Intervention / Treatment

Study Type

Interventional

Enrollment (Actual)

25

Phase

  • Phase 1

Contacts and Locations

This section provides the contact details for those conducting the study, and information on where this study is being conducted.

Study Locations

  • China
    • Sichuan
      • Chengdu, Sichuan, China, 610000
        • West China Hospital

Participation Criteria

Researchers look for people who fit a certain description, called eligibility criteria. Some examples of these criteria are a person's general health condition or prior treatments.

Eligibility Criteria

Ages Eligible for Study

18 years to 75 years (Adult, Older Adult)

Accepts Healthy Volunteers

No

Description

Inclusion Criteria:

  • Pathologically confirmed diagnosis of esophageal squamous cell carcinoma;
  • Immunotherapy for preoperative;
  • Karnofsky performance status 0-1;
  • The postoperative pathological stage is (y) Pt + and / or N + M0 according to AJCC 8th
  • Function of the main organs is normal;
  • Edition Patient's written informed consent

Exclusion Criteria:

  • Tumor emergencies;
  • Abnormal coagulation function;
  • Contagious diseases, such as HIV, HBV, HCV infection;
  • Mental disorders;
  • Concomitant tumors;
  • Immunological co-morbidities

Study Plan

This section provides details of the study plan, including how the study is designed and what the study is measuring.

How is the study designed?

Design Details

  • Primary Purpose: Treatment
  • Allocation: N/A
  • Interventional Model: Single Group Assignment
  • Masking: None (Open Label)

Arms and Interventions

Participant Group / Arm
Intervention / Treatment
Experimental: Tumor antigen-sensitized DC vaccine

Tumor antigen-sensitized vaccine is administrated, 1-week interval, totally 2 times.

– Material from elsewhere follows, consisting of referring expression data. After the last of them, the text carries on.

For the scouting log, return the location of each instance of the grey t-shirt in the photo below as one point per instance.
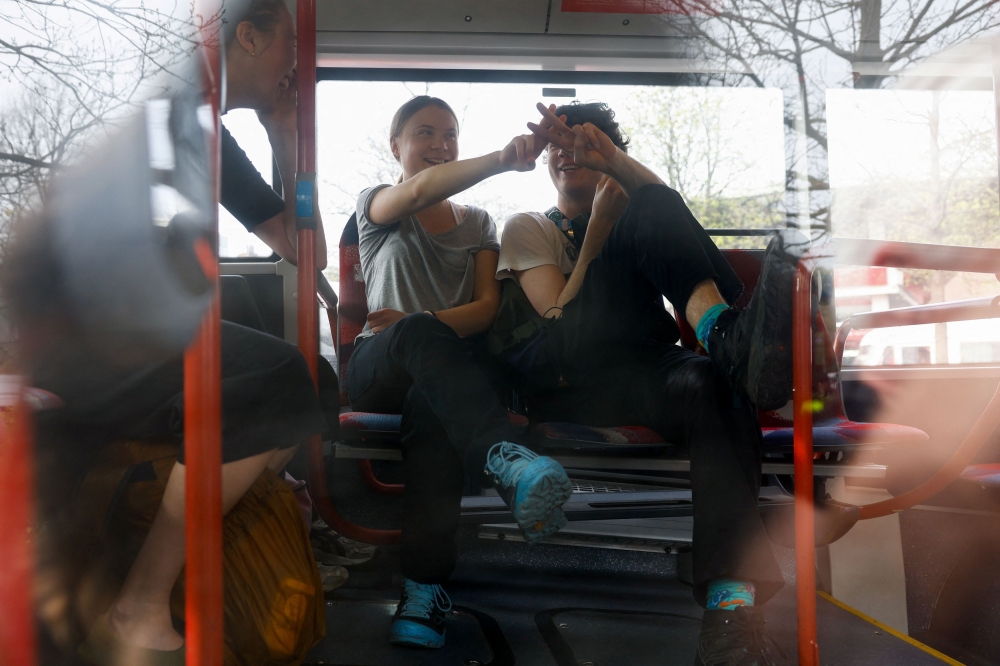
(407, 269)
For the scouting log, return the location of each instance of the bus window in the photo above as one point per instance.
(918, 166)
(234, 240)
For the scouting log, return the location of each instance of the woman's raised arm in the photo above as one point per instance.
(436, 184)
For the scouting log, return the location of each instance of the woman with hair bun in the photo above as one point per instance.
(269, 402)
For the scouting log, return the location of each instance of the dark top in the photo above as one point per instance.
(244, 193)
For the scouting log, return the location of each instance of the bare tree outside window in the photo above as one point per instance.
(695, 138)
(806, 47)
(69, 71)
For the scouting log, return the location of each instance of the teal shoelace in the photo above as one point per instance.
(422, 600)
(505, 461)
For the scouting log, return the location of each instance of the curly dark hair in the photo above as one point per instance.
(599, 114)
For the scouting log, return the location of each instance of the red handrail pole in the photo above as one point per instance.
(17, 493)
(203, 422)
(805, 540)
(305, 185)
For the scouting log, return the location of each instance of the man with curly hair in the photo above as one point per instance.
(585, 335)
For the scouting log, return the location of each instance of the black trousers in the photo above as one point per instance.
(268, 398)
(615, 348)
(420, 368)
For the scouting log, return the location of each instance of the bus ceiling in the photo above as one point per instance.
(532, 36)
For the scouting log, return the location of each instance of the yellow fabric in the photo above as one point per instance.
(274, 609)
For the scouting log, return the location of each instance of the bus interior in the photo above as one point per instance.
(888, 452)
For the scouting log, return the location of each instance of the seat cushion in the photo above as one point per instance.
(844, 435)
(987, 475)
(618, 440)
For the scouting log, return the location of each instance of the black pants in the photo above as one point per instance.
(268, 398)
(615, 347)
(451, 413)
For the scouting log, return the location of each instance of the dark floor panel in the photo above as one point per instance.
(618, 638)
(844, 639)
(629, 599)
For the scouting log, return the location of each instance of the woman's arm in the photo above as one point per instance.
(469, 319)
(437, 183)
(279, 232)
(478, 315)
(545, 286)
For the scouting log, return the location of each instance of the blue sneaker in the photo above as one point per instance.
(535, 488)
(419, 618)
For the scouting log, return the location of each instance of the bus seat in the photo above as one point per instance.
(371, 429)
(832, 430)
(238, 304)
(558, 437)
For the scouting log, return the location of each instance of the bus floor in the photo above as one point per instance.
(554, 605)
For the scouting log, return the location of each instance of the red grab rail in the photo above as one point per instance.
(805, 544)
(203, 422)
(17, 492)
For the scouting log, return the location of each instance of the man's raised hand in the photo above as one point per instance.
(591, 148)
(522, 152)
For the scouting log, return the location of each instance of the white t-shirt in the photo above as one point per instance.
(530, 240)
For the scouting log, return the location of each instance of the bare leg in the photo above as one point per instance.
(140, 615)
(703, 296)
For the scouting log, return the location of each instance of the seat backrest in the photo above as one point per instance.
(238, 304)
(353, 305)
(828, 402)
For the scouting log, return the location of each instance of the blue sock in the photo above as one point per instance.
(729, 594)
(707, 321)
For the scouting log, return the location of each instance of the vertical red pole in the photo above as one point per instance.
(17, 493)
(305, 184)
(203, 424)
(805, 539)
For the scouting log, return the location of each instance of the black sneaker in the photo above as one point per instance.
(735, 638)
(753, 348)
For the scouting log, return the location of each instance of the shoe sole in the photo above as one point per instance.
(413, 634)
(541, 492)
(769, 370)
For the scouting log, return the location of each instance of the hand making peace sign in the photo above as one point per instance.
(591, 148)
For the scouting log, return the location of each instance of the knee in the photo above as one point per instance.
(703, 387)
(420, 332)
(650, 206)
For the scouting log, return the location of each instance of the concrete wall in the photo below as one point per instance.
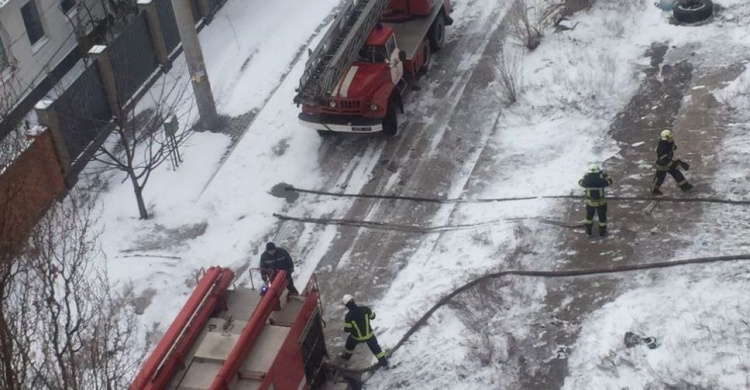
(32, 63)
(28, 187)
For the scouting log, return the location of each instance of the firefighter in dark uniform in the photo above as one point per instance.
(275, 259)
(665, 163)
(357, 324)
(594, 183)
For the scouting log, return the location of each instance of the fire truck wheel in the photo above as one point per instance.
(390, 122)
(692, 11)
(427, 55)
(437, 33)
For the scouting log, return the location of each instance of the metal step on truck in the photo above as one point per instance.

2-week later, Neo-antigen DC vaccine is administrated, 2-week interval, totally 5 times.
Biological: Tumor antigen-sensitized DC vaccine
subcutaneous administration

What is the study measuring?

Primary Outcome Measures

Outcome Measure
Measure Description
Time Frame
Number of participants with treatment-related adverse events as events as assessed by CTCAE v4.0
Time Frame: 3 months after the last administration of cells
Number of participants with treatment-related adverse events as events as assessed by CTCAE v4.0
3 months after the last administration of cells

Secondary Outcome Measures

Outcome Measure
Measure Description
Time Frame
Disease-free Survival
Time Frame: through study completion, an average of 1 year
Number of participants with Disease-free Survival as assessed by RECIST1.1
through study completion, an average of 1 year

Collaborators and Investigators

This is where you will find people and organizations involved with this study.

Sponsor

Sichuan University

Investigators

  • Principal Investigator: Zhen-Yu Ding, Prof, Sichuan University

Study record dates

These dates track the progress of study record and summary results submissions to ClinicalTrials.gov. Study records and reported results are reviewed by the National Library of Medicine (NLM) to make sure they meet specific quality control standards before being posted on the public website.

Study Major Dates

Study Start (Actual)

September 1, 2021

Primary Completion (Actual)

October 1, 2023

Study Completion (Actual)

October 30, 2024

Study Registration Dates

First Submitted

August 21, 2021

First Submitted That Met QC Criteria

August 21, 2021

First Posted (Actual)

August 27, 2021

Study Record Updates

Last Update Posted (Actual)

March 25, 2025

Last Update Submitted That Met QC Criteria

March 8, 2025

Last Verified

March 1, 2025

More Information

Terms related to this study

Keywords

Additional Relevant MeSH Terms

Other Study ID Numbers

  • CHANT-211

Plan for Individual participant data (IPD)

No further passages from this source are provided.